Any change to inputs or rules creates a **new dataset version**. That keeps history immutable and audits simple.

```mermaid theme={null}
stateDiagram-v2
  [*] --> published
  published --> reassemble: CF amended/deprecated\nor policy change
  reassemble --> new_version: build DS vX.Y.(Z+1)
  new_version --> published
  published --> deprecated: sunset / superseded
  deprecated --> [*]
```

**Triggers for a new version:** new/removed CFs, updated filters or thresholds, different dedup/redaction rules, or any change to the build config. **Diffs** show added/removed/changed CFs and assets between versions.

## Lineage (provenance & diffs)

### What is lineage?

Lineage is the **directed, immutable record** of how artifacts relate over time—linking **Contribution Fingerprints (CFs)** → **Data Assets** → **Dataset versions**, plus the **transformations** that happened (filters, de-dup, redactions) and **state changes** (amended/deprecated). It’s the map that lets anyone prove **what’s inside**, **why it’s included**, and **where it came from**, and to **rebuild** the same dataset later.
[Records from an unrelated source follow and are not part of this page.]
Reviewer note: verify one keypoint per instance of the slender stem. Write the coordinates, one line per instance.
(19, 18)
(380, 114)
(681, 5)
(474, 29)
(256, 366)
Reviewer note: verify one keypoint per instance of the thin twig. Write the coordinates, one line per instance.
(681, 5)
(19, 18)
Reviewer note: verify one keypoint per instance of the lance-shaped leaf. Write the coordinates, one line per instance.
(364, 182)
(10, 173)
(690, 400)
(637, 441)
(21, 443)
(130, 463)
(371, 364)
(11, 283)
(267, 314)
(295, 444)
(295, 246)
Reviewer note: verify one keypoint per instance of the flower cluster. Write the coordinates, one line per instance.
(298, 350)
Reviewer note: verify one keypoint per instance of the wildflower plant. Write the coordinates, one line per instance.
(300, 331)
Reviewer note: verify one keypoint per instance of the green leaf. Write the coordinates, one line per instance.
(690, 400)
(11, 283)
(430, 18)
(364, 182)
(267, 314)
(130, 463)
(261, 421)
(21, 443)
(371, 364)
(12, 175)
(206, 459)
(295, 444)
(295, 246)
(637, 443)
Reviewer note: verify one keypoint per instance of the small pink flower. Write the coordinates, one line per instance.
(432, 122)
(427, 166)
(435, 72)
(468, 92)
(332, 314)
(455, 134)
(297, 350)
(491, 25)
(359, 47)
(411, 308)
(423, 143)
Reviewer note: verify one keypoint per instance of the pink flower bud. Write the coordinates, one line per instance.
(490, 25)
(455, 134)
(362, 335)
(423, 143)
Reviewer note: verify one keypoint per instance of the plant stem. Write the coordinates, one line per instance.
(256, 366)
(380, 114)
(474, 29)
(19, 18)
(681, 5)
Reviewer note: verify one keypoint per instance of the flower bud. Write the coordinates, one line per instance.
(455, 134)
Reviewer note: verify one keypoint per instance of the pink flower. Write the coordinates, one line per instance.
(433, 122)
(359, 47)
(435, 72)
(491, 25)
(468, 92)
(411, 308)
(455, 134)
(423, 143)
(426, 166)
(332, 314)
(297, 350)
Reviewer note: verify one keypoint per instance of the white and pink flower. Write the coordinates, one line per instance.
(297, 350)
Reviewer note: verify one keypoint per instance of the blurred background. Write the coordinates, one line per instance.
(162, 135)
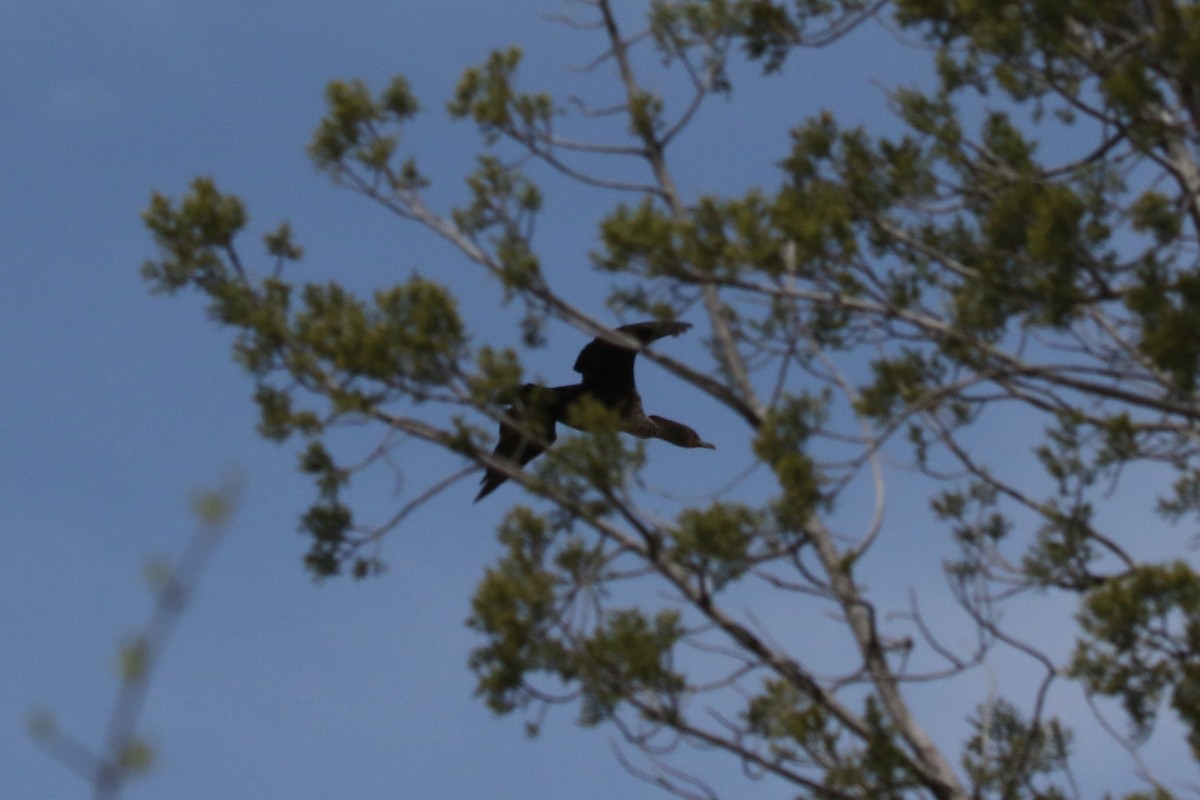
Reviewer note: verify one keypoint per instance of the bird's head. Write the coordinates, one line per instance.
(678, 433)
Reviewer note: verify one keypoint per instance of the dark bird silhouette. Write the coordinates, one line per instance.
(607, 370)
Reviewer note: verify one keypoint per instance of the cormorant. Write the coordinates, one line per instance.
(607, 371)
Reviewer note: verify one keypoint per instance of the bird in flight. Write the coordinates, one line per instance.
(607, 368)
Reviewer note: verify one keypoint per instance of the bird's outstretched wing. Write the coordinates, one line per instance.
(607, 368)
(527, 429)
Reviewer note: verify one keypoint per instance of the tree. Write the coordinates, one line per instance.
(947, 307)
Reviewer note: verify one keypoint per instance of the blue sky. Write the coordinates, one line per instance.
(117, 404)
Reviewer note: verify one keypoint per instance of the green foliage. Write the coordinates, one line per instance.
(781, 444)
(629, 657)
(1008, 757)
(876, 305)
(717, 542)
(1144, 642)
**How it’s modeled (plain English):**

* **Nodes:** CFs, Assets, Dataset versions.
* **Edges (typed):** `derived-from` (CF → Asset), `selected-into` (Asset/CF → Dataset vX.Y.Z), `validates` (Validation CF → target CF), `amends` / `supersedes` (change history).
* **Properties:** edges carry timestamps and the **manifest rule** that caused the inclusion. Nodes are never edited—**new nodes/edges** are appended.
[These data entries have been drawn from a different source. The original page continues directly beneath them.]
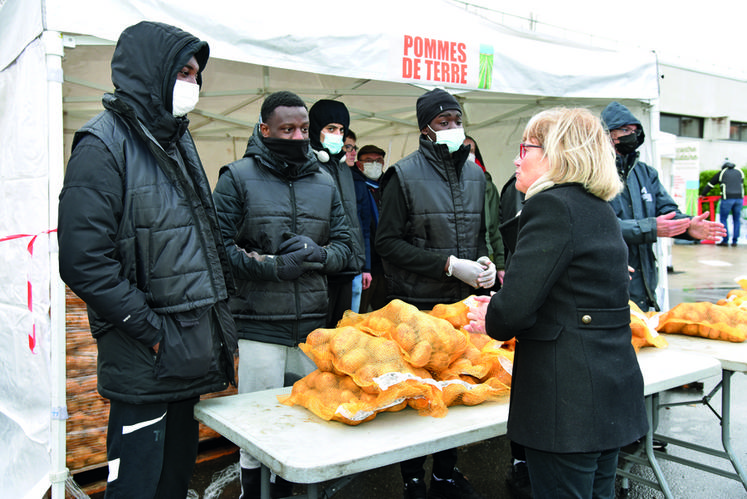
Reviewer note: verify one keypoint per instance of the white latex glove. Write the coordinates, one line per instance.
(487, 278)
(466, 271)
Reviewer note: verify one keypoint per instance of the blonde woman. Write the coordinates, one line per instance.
(577, 389)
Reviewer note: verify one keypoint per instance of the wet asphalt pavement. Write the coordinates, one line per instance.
(701, 272)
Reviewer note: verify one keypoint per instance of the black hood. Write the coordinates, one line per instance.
(145, 63)
(615, 116)
(321, 114)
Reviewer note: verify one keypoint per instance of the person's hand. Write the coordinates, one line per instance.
(296, 242)
(666, 226)
(486, 279)
(702, 228)
(366, 279)
(290, 266)
(466, 271)
(476, 314)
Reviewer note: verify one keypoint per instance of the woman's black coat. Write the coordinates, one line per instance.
(576, 386)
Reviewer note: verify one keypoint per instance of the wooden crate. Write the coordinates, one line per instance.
(87, 410)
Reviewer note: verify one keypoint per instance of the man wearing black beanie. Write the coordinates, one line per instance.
(328, 122)
(431, 238)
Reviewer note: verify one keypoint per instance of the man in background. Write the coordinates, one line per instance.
(284, 229)
(731, 181)
(645, 210)
(140, 245)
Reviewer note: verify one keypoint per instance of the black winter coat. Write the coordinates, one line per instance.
(138, 234)
(576, 385)
(259, 200)
(340, 172)
(432, 207)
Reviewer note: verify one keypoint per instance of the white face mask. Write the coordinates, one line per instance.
(333, 143)
(453, 138)
(372, 170)
(185, 97)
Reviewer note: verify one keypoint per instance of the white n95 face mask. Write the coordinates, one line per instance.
(372, 170)
(333, 142)
(453, 138)
(185, 97)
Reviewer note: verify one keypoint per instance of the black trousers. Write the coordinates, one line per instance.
(443, 465)
(151, 449)
(340, 292)
(561, 476)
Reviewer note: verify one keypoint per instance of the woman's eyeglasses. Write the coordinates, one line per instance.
(523, 149)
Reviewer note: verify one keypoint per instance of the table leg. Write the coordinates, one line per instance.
(726, 425)
(265, 484)
(652, 409)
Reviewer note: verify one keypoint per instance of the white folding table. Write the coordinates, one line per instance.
(302, 448)
(733, 359)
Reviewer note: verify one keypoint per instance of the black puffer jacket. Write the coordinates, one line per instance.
(344, 180)
(138, 233)
(432, 207)
(259, 199)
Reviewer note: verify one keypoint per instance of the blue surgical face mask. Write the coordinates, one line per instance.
(453, 138)
(333, 143)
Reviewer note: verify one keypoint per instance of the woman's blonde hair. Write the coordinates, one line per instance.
(578, 149)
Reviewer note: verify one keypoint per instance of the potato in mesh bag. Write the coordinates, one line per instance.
(734, 298)
(454, 313)
(335, 397)
(350, 351)
(461, 392)
(644, 329)
(706, 320)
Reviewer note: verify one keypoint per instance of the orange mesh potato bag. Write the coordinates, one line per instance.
(335, 397)
(460, 392)
(706, 320)
(455, 313)
(644, 331)
(350, 351)
(426, 341)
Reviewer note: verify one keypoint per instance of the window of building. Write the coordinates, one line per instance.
(682, 126)
(738, 131)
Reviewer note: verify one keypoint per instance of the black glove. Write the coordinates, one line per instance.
(296, 243)
(290, 266)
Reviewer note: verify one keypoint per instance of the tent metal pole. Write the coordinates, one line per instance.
(58, 471)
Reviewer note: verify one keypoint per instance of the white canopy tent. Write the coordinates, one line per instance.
(54, 66)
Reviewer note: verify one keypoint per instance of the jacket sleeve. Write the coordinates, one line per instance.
(363, 200)
(229, 203)
(492, 222)
(90, 211)
(543, 253)
(339, 247)
(390, 235)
### What you can ask (core queries):

* **Why included?** Show the manifest rule and the specific node/edge that satisfied it.
* **Why excluded?** Show the failed rule (e.g., agreement below threshold).
* **Where from?** Trace Dataset → Asset → CF → contributor.
* **What changed?** Diff two versions (added/removed/changed CFs and assets).
* **Impact analysis:** “If this CF is amended, which assets/dataset versions are affected?”

```mermaid theme={null}
flowchart TB
  CF1[CF A] --> A1[Data Asset]
  CF2[CF B] --> A1
  A1 --> DS1[Dataset v1]
  A1 --> DS2[Dataset v2]
  CF1 -. amends .-> CF1b[CF A′]
  CF1b --> A1
  DS1 -. superseded by .-> DS2
```

### Lineage Guarantees

* **Acyclic & append-only (DAG):** lineage never forms cycles and only grows by adding nodes/edges.
* **Referential integrity:** every dataset entry resolves to valid CFs.
* **Time-indexed:** edges are timestamped so queries can “time-travel.”
* **Determinism:** same inputs + same manifest rules ⇒ same version and same lineage.

<Tip>
  For UI/API usage, see Products → Lineage Explorer for search, diffs, and export.
</Tip>

## Disputes & re-assembly

If a CF is **amended** or **deprecated** (e.g., corrected label or added evidence), the dataset **re-assembles** to a new version using the same manifest rules. Past versions remain available for audit; future usage follows the latest version. (Reserves and reallocation for payouts are handled by the **Royalty Engine**.)

## Interfaces

* **Inputs:** CFs (and their Evidence & Signals), optional reputation/agreement hints.
* **Outputs:** dataset **ID** and **version ID**, used by **Storage/Compute/Serving** and **Access/Metering**.
* **Ownership mapping:** CF-level ownership is carried forward so payouts can be computed at dataset level (details in **Tokenized Ownership Proofs**).

## Invariants

* **Referential integrity:** every dataset entry resolves to CFs with valid anchors.
* **Determinism:** same inputs + same manifest = same version ID and contents.
* **Immutability:** past versions never change; new info → new version.
* **Explainability:** every inclusion/exclusion is tied to a rule or CF state and is easy to show.